This letter to the editor was written in response to an op-ed published in The Province on May 6, 2014. The newspaper published this letter on May 9, 2014. The same op-ed and letter also appeared in The Record and The Guelph Mercury (May 9, 10 and 13, respectively).
By Paul Davidson, president of the Association of Universities and Colleges of Canada
Gwyn Morgan’s op-ed on Wednesday (Public investment in skills training pays big returns, ) is calling for something that is already happening: growth in the number of people pursuing skilled trades in Canada. Between 2000 and 2011, enrolment in apprenticeships more than doubled – more than twice the growth of university enrolment. Regrettably, according to Statistics Canada, completion rates for apprentices hover around 50 per cent. At the same time, university enrolment in Canada fell to 15th in the Organization for Economic Co-operation and Development.

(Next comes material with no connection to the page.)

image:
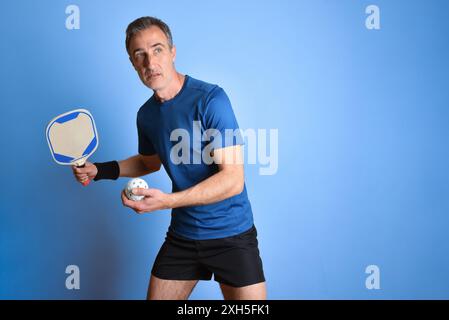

Morgan also suggests that Canada emulate Germany’s system. But Canada already has 4.7 times more people in electrical apprenticeships and, on a per-capita basis, almost twice as many in mechanical trades than Germany. And apprentices in Germany cover a much wider array of occupations than in Canada; the largest numbers of apprentices in Germany are in fields such as retail sales, clerical workers and medical assistants.
Canada needs tradespeople, but also more university grads. Even in resource-rich Alberta, 56 per cent of net new jobs since 2008 have been university graduates, compared with 31 per cent for college grads and 18 per cent for trades.